Over the profile period of 14 days, the log(CFU) count vs. time profiles seem either linear (for the minority of patients: 40 out of 247) or biphasic (for the majority of patients: 207 out of 247). For an example of a (near) linear profile, see Figure 1a; examples of clearly biphasic profiles are given in Figures 1b through Figure 1d.
The rate of decline in log(CFU) count during the initial phase is greater than during the terminal phase for the majority of biphasic profiles (e.g. Figure 1b); the rate of decline in log(CFU) count during the initial phase is smaller than during the terminal phase for the minority of biphasic profiles (e.g.

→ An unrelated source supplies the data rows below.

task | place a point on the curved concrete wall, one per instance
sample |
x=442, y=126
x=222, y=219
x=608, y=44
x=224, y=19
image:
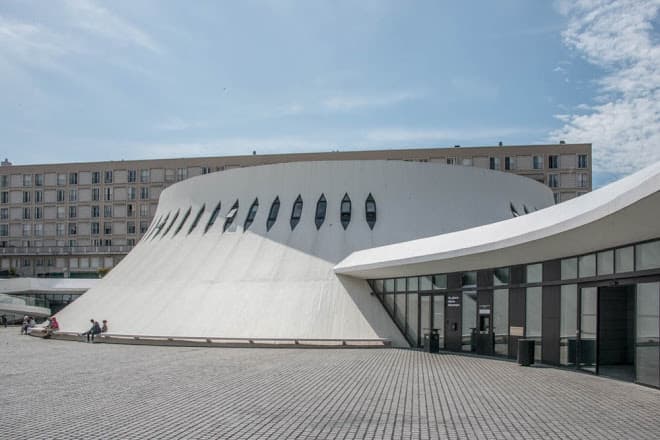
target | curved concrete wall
x=281, y=283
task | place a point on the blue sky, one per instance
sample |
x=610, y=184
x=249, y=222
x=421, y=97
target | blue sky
x=91, y=80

Figure 1c).
The transition from the first to the second phase is smooth for a minority of biphasic profiles (e.g. Figure 1d); a bilinear regression model seems adequate for the majority of biphasic profiles (e.g. Figure 1b and Figure 1c).
The average rate of decline in log(CFU) count during the initial phase is for some treatment regimens greater than during the terminal phase. However, for one of the newer compounds under investigation, bedaquiline (TMC207), and for some treatment regimens containing TMC207 in combination with other drugs, the average rate of decline in log(CFU) count during the initial phase is smaller than during the terminal phase.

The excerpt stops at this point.